Mein Bett war übrigens zu kurz, aber das war mir am ersten Abend egal, denn ich war müde von der vielen Warterei und schlief nach diesem doch sehr aufregendem Tag bald ein, nicht ahnend was ich noch alles in meiner einmonatigen Grundausbildung erleben werde…

Das Zimmer in der Unterkunft

Herwig STOCKINGER, Rekrut

20 Jahre alt, Maturajahrgang 2020 Vize-Schulsprecher 2018/19 Schulsprecher 2019/2020 Absolventenverein Bundesherwig Jus-Student
2 Comments on this post.
  • florian Wagner
    23 November 2020 at 21:20

    Wer sich so über „im Regen stehen“, „Zugfahrten“ oder „unbequeme Fahrten beim Heer intern“ beschwert, sollte es sich gut überlegen, ob er der Richtige fürs Bundesheer ist.
    Aber ich gebe dir Recht, es wäre ja auch wirklich zu viel verlangt, wenn man sich bereits im Vorhinein über einen Termin erkundigt.

    LG

    • Herwig Stockinger
      24 November 2020 at 20:02

      Lieber Florian,

      danke für deinen Kommentar, den ich inhaltlich nicht ganz nachvollziehen kann.
      Was sagt der Umstand, dass ich nicht gerne – ohne Regenjacke oder Schirm, dafür aber mit Schuhen und einer Weste, die das Wasser mehr ansaugen, als abweisen – im Schüttregen stehe, über meine Eignung für das Österreichische Bundesheer aus?

      Selbiges gilt für die Zugfahrt zwischen Wien und Salzburg, worüber ich mich nicht beschweren wollte, sondern eigentlich positiv hervorheben wollte, dass ich den Weg von Wien Hauptbahnhof bis zur Kaserne in Salzburg in 3 Stunden zurücklegen konnte, und das als Angehöriger des Bundesheers sogar völlig kostenlos. Dass ich mich frage, wieso ich keinen Einrückungstermin in Niederösterreich oder Wien bekommen habe, was auch bei meinem Kompaniekommandenten in Salzburg, der sich dankenswerterweise um eine Versetzung für mich nach Wien bemüht hat, völlig unbegreiflich war, bestreite ich nicht. Wäre ich in Salzburg geblieben hätte ich im Gegensatz zu meinen anderen Kameraden, die nach der Grundausbildung alle zuhause schlafen können, wegen der langen Fahrtzeit von Montag bis Freitag immer alleine in der Kaserne übernachtet. Dass es Schöneres gibt als sich Freitagabend und Sonntagabend jeweils für 3 Stunden in den Zug zu setzen, um wenigstens eineinhalb Tage zuhause zu sein, erklärt sich von selbst.

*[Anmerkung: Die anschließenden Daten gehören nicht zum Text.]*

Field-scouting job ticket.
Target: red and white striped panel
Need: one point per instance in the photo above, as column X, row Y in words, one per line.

      Bezüglich Terminen kann ich unabhängig davon, ob man Bundesheer oder Zivildienst macht, empfehlen sich rechtzeitig um eine Stelle zu kümmern.
      Was mich betrifft kann ich dir versichern, dass ich zwei Wochen nach meinem 17. Geburtstag Anfang April Stellung gehabt hätte, dann kam Corona. Dass die Stellungsstraßen am 2.6.2020 wieder öffnen würden, wusste ich – weil ich im Ministerium lästig war – offensichtlich bereits vor den zuständigen Sachbearbeitern in der Ergänzungsabteilung. Dass ich überhaupt noch in diesem Jahr gestellt wurde, da es wegen Corona in ganz Österreich einen enormen Rückstau bei der Stellung gibt – verdanke ich ebenfalls meiner Hartnäckigkeit. Dass man nicht einberufen werden kann, bevor man für tauglich befunden wurde ist bekannt. Wenn ich also in derselben Stunde, in der ich meinen Bescheid kriege, beim Militärkommando anrufe, so war das offensichtlich nicht rechtzeitig, weil sonst wäre ich hier eingerückt, aber ich habe mein Möglichstes getan.

      Abschließend kann ich glücklicherweie sagen, dass meine Grundausbildung in Salzburg durch sehr viele nette Kontakte und Begegnungen mit meinen Kameraden und Ausbildnern geprägt war, weswegen mir eine verhätlnismäßig sehr angenehme Grundausbildung zu Teil wurde, was ich also nicht wirklich als Nachteil empfinde.